Missing Michael

June 25 marks three years since the American entertainer Michael Jackson died.

In another two months, it will have been five years since the passing of Michael Jackson, the British beer writer.

I’m forever willing to concede that it’s a chronologically relative kind of thing, and yet I never accepted the “King of Pop” tag for Jackson, the singer. Maybe Hoboken’s Frank Sinatra, or Elvis “Hound Dog” Presley fits the bill, but not the Moonwalker.

Conversely, a highly convincing case can be made that Michael Jackson the Yorkshireman fully deserves the title “King of Beer,” and in a far more plausible way than A-B InBev’s classically insipid American Lager ever has or will be able to claim.

From their respective vantage points in music and writing, both Jacksons brilliantly synthesized artistic and stylistic themes that preceded them, but of the two, only the beer writer can be said to have categorized his source materials into a living language of beer, one that aficionados speak every single day of their beer drinking lives whether or not they realize it.

Contemporary pop music certainly is enriched by the canon handed down by Michael Jackson, the performer, and yet its everyday vocabulary is not always referential to his body of work. The language of beer surely does pass directly through Michael Jackson, the writer. The swill merchants speak in his voice with their “triple hopped” this and “bock” that – even when they’re lying through their teeth, as they commonly do.

It is true that Jackson the beer writer did not create a vocational tongue from thin air, in the sense that a musician like his namesake conjured melodies and choreographed dance steps, and yet our beer man clearly was among the first to systematically consider beer styles, to explain them, and to show how aspects of the brewing process, historical practice, geography, chemistry and myriad other human experiences pertained to them, demonstrating in the process that our enjoyment of the genre is enhanced immeasurably by greater knowledge and linguistic aptitude.

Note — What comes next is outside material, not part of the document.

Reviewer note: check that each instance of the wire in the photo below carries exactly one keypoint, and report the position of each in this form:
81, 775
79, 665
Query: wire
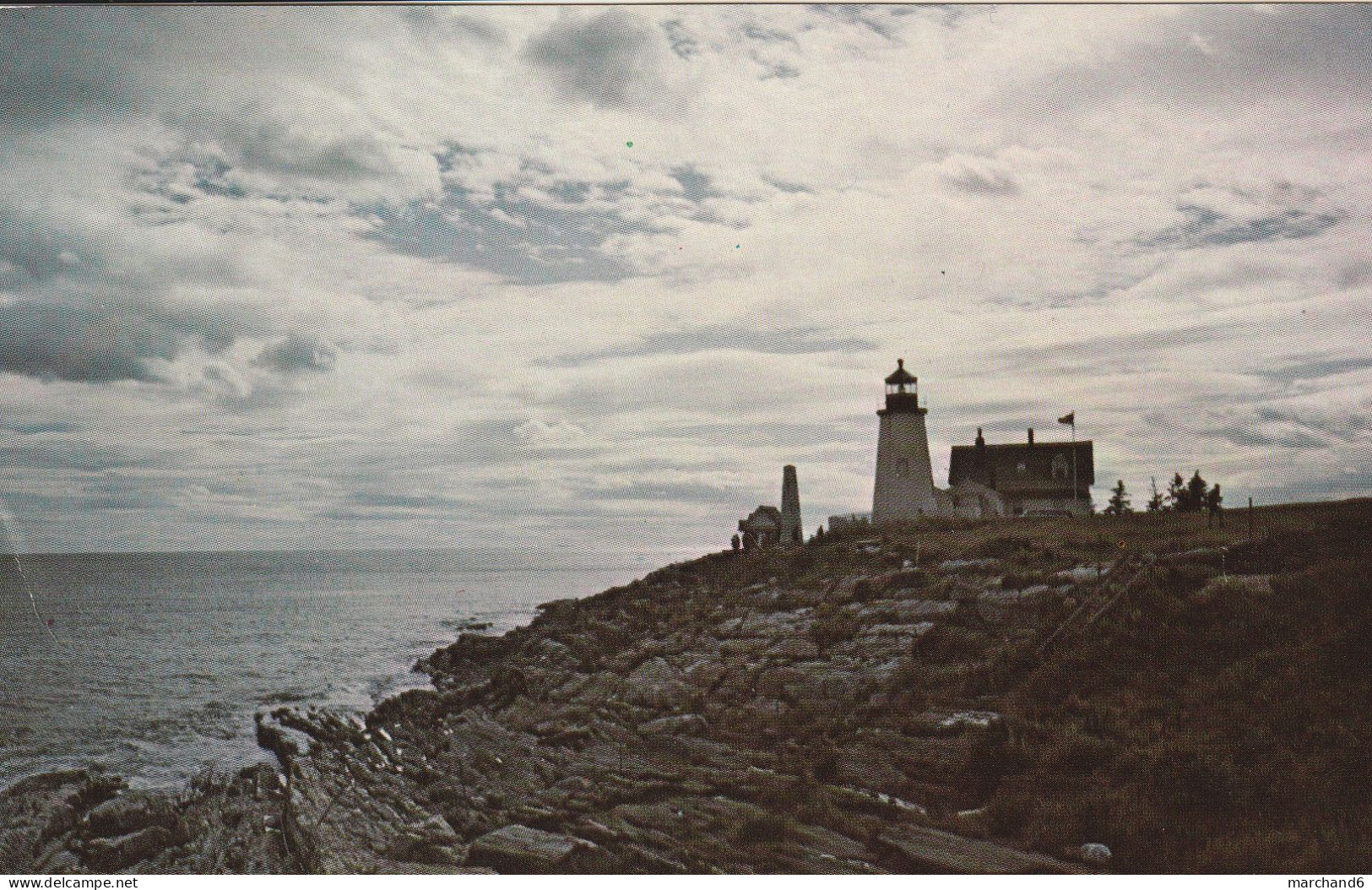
28, 589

What’s more, the alesmith Jackson performed this feat in an entertainingly and enduringly readable way, neither dumbing down nor assuming the role of lofty pedant. He far exceeded the journalist’s basic mandate to clarify and explain, because he was an erudite prose stylist in addition to his skills as a reporter. He told wonderful stories, while never forgetting the newspaperman’s facts-first orientation. I persist in believing that Jackson is best compared to figures like the great English essayist Samuel Johnson.

Certainly some beer writers working today have equaled Jackson, but I suspect that none have surpassed him. Meanwhile, time marches forward, and matters like these fill my mind during those times when I dabble in melancholia, preparing to warn you that a changing of the guard is under way … except it already has occurred.

Many of the same socio-economic, technological and cultural reasons insuring there will never again be music “album” sales in the multi-million range of Michael Jackson’s “Thriller” also preclude the emergence of another beer writer of Michael Jackson’s caliber and far-reaching influence.

There remains much wonderful music to enjoy, and there exists prolific writing about beer, with reams of both available on-line. Just as musical choice has blossomed far beyond what a relative handful of corporations formerly permitted us to hear, so beer writing has expanded in all directions, documenting the bewildering choices, and encapsulating the Internet-driven democratic ethos: We’re all certified experts, even if some (nowadays perhaps even most) are slightly less expert than others.

My personal annoyance?

So very little of what is written about beer in the present age comes anywhere close to touching the writer Michael Jackson’s elegant classicism. What is even more abrasive is that this absence seems not to bother others in quite the same way that it disturbs me. These are changing times, indeed, although it doesn’t mean I must always like them.

Plainly, beer appreciation in its modern interpretation has been with us for long enough to pass across one and maybe two generational lines, and differing ways of conceptualizing and processing information on the part of succeeding generations are not confined to popular tastes in art or music. Shift happens in beer, too.

It already has, and even as we celebrate the growth of beer consciousness, there is acute awareness that the social shifts prefacing the decline of the compact disc and the newspaper inevitably must have an impact on what we do, too.

In short, with all the facts at our fingertips, are we missing the crucial back story, the essential history? More folks than ever know their beer styles – do they grasp the intrinsic stylishness of those styles? Had Jackson himself come to maturity during our present age, would there be a medium to serve his talents?

I have neither answers, nor solutions. The simple fact is that I miss Michael “Beer Hunter” Jackson — alive, working and drinking in our world. As should be obvious, he was an enormous and formative influence on my career in beer, which always was as much about storytelling and writing as understanding enzyme chains and identifying precise hop types.

But that’s for another day, so get a good beer, open one of Jackson’s books, and with my express permission, live for a bit in the immediate past. I hope you’ll see what I mean about missing Michael.